1. Et les vaches seront bien gardées. L’injonction à la féminité
2. Un héritage embarrassant. Interlude sur l’ambivalence
3. Le triomphe des otaries. Les prétentions culturelles du complexe mode-beauté
4. Une femme disparaît. L’obsession de la minceur, un « désordre culturel »
5. La fiancée de Frankenstein. Culte du corps ou haine du corps ?
6. Comment peut-on ne pas être blanche ? Derrière les odes à la « diversité »
7. Le soliloque du dominant. La féminité comme subordination

Résumé de l’éditeur:

« Soutiens-gorge rembourrés pour fillettes, obsession de la minceur, banalisation de la chirurgie esthétique, prescription insistante du port de la jupe comme symbole de libération : la « tyrannie du look » affirme aujourd’hui son emprise pour imposer la féminité la plus stéréotypée. Décortiquant presse féminine, discours publicitaires, blogs, séries télévisées, témoignages de mannequins et enquêtes sociologiques, Mona Chollet montre dans ce livre comment les industries du « complexe mode-beauté » travaillent à maintenir, sur un mode insidieux et séduisant, la logique sexiste au cœur de la sphère culturelle.

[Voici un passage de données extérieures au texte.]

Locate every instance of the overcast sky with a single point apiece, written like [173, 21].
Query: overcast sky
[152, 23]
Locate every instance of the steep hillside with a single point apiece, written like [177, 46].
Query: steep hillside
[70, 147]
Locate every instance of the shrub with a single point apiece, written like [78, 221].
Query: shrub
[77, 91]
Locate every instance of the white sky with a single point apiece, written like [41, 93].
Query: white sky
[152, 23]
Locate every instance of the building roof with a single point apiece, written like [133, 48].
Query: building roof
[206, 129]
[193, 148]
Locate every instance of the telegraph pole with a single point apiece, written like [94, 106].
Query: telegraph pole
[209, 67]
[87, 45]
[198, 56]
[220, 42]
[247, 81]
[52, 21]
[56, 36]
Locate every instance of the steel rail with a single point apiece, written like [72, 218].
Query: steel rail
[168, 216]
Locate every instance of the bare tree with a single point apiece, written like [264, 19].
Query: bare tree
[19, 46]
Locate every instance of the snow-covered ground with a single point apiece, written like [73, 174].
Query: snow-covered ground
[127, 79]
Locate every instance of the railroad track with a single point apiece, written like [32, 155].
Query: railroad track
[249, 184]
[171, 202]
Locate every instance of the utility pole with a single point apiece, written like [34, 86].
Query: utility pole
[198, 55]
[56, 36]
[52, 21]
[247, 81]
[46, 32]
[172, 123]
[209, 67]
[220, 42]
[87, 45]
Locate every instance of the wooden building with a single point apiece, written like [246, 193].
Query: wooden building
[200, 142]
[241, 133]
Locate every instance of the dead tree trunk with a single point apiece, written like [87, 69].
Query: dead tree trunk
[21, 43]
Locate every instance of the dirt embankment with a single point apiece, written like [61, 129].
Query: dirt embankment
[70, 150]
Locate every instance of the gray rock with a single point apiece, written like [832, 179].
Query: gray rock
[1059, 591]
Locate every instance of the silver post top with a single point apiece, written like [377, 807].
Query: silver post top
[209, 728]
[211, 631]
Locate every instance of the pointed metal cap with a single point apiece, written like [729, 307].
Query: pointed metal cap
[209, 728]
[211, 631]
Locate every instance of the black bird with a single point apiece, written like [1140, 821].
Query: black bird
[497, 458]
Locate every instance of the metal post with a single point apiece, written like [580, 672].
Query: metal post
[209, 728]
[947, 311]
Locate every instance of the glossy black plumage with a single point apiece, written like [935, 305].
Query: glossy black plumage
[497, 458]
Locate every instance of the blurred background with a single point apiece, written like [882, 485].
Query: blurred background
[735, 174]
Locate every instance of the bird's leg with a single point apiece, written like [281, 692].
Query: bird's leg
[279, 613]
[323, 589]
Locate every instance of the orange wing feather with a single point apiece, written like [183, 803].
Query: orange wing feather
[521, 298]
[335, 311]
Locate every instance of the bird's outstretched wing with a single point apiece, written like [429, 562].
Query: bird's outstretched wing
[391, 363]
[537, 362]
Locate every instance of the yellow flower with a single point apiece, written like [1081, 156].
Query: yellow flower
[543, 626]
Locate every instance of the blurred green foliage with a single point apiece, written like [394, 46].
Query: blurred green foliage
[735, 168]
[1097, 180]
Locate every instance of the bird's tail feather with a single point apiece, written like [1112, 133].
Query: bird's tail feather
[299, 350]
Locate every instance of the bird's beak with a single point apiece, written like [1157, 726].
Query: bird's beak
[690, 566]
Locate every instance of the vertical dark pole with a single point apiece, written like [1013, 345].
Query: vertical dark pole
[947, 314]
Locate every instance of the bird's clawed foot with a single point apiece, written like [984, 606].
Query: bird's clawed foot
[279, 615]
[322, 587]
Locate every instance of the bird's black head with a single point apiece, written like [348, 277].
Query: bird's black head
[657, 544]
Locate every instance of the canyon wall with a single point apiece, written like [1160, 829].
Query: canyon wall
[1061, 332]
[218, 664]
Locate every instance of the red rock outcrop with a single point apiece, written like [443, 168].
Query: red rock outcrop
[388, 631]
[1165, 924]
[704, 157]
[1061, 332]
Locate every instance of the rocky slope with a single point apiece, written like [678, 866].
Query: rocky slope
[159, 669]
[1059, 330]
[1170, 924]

Sous le prétendu culte de la beauté prospère une haine de soi et de son corps, entretenue par le matraquage de normes inatteignables. Un processus d’autodévalorisation qui alimente une anxiété constante au sujet du physique en même temps qu’il condamne les femmes à ne pas savoir exister autrement que par la séduction, les enfermant dans un état de subordination permanente. En ce sens, la question du corps pourrait bien constituer la clé d’une avancée des droits des femmes sur tous les autres plans, de la lutte contre les violences à celle contre les inégalités au travail. »

Beauté fatale est un travail de compilation et d’analyse absolument remarquable et rigoureux, qui, s’il n’est bien sûr pas exhaustif, offre un panorama très vaste de ce que Mona Chollet appelle (à la suite de la féministe britannique Angela McRobbie) le « complexe mode-beauté » et de ses implications en termes de définition de la féminité. Je me souviens avoir été frappée (et ravie) de l’importance qu’elle accorde à toutes les formes de la culture dite « populaire » (elle parle de « culture de masse »); elle explique très bien en quoi cette culture est largement dédaignée par l’Université française, alors que « les films, les feuilletons, les émissions de télévision, les jeux, les magazines, parce qu’ils impliquent une relation affective, ludique, aux représentations qu’ils proposent, parce qu’ils mettent en branle les pouvoirs de la fiction et de l’imaginaire, informent en profondeur la mentalité de leur public, jeune et moins jeune » (Introduction, p.7).

Son analyse de la série Mad Men, par exemple, est particulièrement percutante. Dans le premier chapitre, elle analyse la façon dont cette série a été largement perçue, à savoir comme une célébration nostalgique d’une époque où « les hommes étaient des hommes et les femmes portaient des jupes ». La presse dite « féminine » s’extasie devant les robes de Betty Draper ou Joan Holloway, Mattel lance une ligne de Barbie à l’effigie des personnages principaux et tout le monde est ho-rri-fié par le machisme d’un Don Draper ou d’un Pete Campbell, ces dinosaures des années 60. Mona Chollet écrit:

    D’une fiction explorant les ravages causés par l’obsession des apparences, la stratégie commerciale et la réception médiatique ne retiennent donc que… les apparences. D’une critique féministe au vitriol, elles font une célébration de la femme-objet, cantonnée aux tenues aguicheuses et aux rôles subalternes (« On s’aime en secrétaire fifties », titre d’un guide shopping dans Elle). (p.16)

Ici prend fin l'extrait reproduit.